JAYAPURA, SUARAPAPUA.com— Masyarakat di distrik teluk Arguni bawah mengeluh tenaga guru kontrak yang hanya bekerja berdasarkan surat keputusan (SK) kontrak.
“Masa kontrak habis. Anak sekolah telantar nasibnya berbulan-bulan,” ungkap Zubaer Furu, Kepala Bamuskam Kampung Sumun, Arguni Bawah, Kaimana kepada media ini pada Selasa pekan ini.
Zubaer mengaku kecewa terhadap tenaga guru kontrak. Selain itu ia juga kecewa dengan dina pendidikan yang tidak tempatkan tenaga pengajar tetap di kampung tersebut.
“Dinas pendidikan juga terlantarkan anak-anak kami di kampung Arguni. Kami kecewa. Kami minta agar ada guru tetap yang ditempatkan di sini,” tegasnya.
Furu berharap, para guru yang ditepatkan di tempat tugas harus ada upaya pengontrolan dari dinas pendidikan sehingga mengetahui perkembangan guru dan juga muridnya.

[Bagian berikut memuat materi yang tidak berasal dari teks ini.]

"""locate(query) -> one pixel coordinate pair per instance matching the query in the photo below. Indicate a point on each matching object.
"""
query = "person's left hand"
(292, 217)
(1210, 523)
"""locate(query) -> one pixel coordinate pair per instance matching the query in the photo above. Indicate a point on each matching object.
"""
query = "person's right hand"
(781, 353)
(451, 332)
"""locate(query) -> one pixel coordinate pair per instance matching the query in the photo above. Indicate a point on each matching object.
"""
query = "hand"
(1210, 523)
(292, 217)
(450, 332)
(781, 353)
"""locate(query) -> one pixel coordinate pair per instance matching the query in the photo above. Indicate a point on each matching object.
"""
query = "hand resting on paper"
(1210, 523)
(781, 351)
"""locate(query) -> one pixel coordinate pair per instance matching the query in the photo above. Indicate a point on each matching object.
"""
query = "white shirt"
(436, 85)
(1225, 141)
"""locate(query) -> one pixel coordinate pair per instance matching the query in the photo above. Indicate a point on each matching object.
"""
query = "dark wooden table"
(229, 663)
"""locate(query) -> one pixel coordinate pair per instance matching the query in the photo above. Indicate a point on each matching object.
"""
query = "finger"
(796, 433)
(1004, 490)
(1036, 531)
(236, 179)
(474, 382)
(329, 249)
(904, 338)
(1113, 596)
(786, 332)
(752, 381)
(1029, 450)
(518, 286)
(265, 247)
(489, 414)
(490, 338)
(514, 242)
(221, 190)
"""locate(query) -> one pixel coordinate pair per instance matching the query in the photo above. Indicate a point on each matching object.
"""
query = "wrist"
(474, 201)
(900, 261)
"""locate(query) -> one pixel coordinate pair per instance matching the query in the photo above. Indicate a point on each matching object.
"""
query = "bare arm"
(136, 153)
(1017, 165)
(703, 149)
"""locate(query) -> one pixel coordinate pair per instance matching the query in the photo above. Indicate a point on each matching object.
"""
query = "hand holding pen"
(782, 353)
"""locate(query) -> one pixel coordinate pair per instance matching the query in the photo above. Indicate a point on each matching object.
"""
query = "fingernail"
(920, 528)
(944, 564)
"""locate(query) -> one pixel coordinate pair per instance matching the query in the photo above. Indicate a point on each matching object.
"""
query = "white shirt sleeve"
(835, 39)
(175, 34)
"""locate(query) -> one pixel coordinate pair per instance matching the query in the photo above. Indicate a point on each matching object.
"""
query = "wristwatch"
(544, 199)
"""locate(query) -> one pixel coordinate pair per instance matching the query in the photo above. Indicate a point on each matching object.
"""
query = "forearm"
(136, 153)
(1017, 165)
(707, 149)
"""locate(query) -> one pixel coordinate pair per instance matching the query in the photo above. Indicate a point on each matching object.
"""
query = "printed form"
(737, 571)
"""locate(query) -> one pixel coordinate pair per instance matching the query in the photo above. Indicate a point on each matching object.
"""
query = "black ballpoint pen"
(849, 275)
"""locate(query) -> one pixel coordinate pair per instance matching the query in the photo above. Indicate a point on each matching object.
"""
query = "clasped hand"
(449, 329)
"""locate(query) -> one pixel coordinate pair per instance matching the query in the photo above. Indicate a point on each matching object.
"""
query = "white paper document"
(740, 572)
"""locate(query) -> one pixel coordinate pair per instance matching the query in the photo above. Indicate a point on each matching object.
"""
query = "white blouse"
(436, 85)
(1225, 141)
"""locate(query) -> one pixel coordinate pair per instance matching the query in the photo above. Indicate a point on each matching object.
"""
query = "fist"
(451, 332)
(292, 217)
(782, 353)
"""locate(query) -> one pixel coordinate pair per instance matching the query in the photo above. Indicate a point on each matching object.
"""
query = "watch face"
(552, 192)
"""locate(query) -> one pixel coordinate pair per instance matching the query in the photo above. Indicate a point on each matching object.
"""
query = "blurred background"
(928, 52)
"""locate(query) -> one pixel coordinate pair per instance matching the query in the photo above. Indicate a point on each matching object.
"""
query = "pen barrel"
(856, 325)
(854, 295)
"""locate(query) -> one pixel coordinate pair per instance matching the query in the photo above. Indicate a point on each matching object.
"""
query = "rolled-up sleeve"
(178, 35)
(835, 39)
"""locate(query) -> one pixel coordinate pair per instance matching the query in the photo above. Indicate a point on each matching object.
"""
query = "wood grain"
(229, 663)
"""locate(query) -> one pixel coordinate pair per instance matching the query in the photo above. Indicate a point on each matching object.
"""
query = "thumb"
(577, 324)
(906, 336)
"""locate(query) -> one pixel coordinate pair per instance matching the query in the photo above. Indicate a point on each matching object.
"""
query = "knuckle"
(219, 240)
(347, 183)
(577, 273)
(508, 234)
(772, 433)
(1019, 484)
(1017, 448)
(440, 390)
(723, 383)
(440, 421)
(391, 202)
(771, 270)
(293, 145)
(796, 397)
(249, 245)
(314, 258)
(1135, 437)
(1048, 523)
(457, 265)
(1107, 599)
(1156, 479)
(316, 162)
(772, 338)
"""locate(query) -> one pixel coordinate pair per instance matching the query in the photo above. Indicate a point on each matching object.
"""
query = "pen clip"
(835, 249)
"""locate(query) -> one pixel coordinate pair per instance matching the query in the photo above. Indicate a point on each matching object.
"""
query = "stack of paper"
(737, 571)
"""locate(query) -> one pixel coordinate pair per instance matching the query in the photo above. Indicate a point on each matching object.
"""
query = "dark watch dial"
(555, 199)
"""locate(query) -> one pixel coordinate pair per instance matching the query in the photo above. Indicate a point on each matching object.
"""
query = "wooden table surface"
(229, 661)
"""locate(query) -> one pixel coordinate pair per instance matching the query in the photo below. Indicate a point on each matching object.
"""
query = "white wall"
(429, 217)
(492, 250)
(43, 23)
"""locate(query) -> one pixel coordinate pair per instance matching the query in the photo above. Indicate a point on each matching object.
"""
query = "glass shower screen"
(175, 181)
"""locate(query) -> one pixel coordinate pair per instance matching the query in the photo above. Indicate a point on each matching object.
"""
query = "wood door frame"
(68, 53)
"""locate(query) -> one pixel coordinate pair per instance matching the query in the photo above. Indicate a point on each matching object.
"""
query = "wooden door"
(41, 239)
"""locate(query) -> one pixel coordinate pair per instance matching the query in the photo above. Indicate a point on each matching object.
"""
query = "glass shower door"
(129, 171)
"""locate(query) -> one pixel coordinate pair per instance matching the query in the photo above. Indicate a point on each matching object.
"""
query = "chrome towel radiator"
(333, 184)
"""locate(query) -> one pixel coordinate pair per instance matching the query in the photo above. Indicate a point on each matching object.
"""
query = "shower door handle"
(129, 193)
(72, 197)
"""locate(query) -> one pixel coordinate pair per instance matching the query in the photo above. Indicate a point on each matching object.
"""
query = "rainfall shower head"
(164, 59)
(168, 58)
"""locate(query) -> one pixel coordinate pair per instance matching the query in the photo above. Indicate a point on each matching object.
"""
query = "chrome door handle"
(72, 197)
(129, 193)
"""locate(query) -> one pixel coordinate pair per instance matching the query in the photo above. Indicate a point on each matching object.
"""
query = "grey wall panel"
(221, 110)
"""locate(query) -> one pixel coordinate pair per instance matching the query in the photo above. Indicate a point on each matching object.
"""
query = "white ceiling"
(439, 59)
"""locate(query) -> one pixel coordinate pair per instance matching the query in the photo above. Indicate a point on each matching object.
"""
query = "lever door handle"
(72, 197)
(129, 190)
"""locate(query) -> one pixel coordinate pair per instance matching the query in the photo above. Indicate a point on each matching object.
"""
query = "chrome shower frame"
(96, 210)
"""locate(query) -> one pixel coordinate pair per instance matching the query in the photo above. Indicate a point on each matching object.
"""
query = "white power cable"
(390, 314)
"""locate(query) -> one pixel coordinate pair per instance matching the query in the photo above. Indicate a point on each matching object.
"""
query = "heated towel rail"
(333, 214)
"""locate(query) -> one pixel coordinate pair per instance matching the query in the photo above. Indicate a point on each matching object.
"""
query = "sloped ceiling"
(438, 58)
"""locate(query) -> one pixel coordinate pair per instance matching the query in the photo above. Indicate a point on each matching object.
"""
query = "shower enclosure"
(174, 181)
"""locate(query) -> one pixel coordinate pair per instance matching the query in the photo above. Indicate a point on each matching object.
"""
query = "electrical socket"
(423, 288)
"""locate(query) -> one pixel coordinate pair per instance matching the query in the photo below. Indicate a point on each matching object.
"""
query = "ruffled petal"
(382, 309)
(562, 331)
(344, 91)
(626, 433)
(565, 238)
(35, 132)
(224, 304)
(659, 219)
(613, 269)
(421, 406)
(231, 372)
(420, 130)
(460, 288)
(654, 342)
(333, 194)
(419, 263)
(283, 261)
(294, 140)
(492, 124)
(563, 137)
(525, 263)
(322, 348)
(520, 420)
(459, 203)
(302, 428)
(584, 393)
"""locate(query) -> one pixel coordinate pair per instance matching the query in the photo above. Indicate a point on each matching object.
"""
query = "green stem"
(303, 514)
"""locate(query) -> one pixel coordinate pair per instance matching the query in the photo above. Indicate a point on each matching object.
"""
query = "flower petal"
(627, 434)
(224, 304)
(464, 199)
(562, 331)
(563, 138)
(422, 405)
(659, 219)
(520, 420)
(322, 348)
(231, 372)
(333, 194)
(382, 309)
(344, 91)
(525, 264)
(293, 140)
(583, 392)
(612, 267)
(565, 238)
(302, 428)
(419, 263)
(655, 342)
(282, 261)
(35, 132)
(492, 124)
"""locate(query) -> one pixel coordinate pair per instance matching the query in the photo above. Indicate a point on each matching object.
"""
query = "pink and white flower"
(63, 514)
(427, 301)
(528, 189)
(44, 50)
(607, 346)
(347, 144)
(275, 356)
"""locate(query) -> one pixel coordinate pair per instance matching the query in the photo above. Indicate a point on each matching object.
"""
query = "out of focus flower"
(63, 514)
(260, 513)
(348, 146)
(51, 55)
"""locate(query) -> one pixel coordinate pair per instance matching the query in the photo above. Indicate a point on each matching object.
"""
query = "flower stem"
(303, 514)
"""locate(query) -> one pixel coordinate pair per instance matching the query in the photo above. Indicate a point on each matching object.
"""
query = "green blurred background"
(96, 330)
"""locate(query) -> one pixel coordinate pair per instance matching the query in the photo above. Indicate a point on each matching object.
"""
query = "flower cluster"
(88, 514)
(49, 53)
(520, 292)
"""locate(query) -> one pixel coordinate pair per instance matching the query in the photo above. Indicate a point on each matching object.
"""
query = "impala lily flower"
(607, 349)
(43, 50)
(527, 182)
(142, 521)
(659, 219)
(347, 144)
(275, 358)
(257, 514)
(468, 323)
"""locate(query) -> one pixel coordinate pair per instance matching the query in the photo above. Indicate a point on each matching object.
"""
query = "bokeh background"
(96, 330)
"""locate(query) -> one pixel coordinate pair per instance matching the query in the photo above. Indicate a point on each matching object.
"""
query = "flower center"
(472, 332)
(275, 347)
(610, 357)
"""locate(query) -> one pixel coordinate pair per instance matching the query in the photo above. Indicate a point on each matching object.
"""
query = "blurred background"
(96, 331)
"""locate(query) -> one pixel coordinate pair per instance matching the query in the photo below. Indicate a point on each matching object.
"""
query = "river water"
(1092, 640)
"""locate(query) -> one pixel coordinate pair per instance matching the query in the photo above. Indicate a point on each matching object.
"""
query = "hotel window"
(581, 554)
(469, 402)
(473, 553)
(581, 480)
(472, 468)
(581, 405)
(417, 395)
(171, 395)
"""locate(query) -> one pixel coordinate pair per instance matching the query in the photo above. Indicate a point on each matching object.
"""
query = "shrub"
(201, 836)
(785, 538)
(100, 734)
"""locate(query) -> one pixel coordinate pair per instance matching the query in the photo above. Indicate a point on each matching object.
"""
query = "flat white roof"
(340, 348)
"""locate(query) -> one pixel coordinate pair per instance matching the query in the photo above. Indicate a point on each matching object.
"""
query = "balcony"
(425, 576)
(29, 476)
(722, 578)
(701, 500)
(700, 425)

“Tong berharap, petugas-petugas seperti guru-guru tenaga kontrak ini harus dikontrol oleh kepala dinas pendidikan. Dahulu, tong sekolah di jaman Belanda itu. Dong naik ke kampung. Dong tes anak-anak bisa membaca, menulis, menghitung. Itu artinya, guru-guru benar-benar mengajar sehingga anak-anak bisa demikian pintar. Guru-guru tau mengajar. Anak-anak tau membaca,” katanya berkisah.
Marlina Wejeri, salah satu mahasiswi dari teluk Arguni yang sedang kulih di Universitas Kristen Papua (UKIP) Sorong membeberkan, tenaga guru kontrak memang tidak bertugas lama di kampung.
“Mereka lebih banyak menghabiskan banyak waktu di kota Kaimana. Guru kontrak naik mengajar di kampung tidak lama. Mengajar dua atau tiga bulan kemudian turun ke Kaimana. Padahal, fasilitas rumah untuk guru sudah dibangun, tapi tidak tau. Kenapa mereka lebih banyak waktu di kota kaimana daripada naik ke kampung untuk mengajar,” ungkap Wejeri kesal.
Ia menambahkan, bapaknya adalah guru honor dan sudah mengabdi selama tujuh tahu, namun sampai saat ini belum diperhatikan nasipnya oleh pemerintah atau pun dinas terkait.
“Bapak mengajar dengan hati dan cinta sehingga jarang turun ke kota. Barangkali, ada kebijakan khusus untuk bapak lagi,” tutur Wejeri.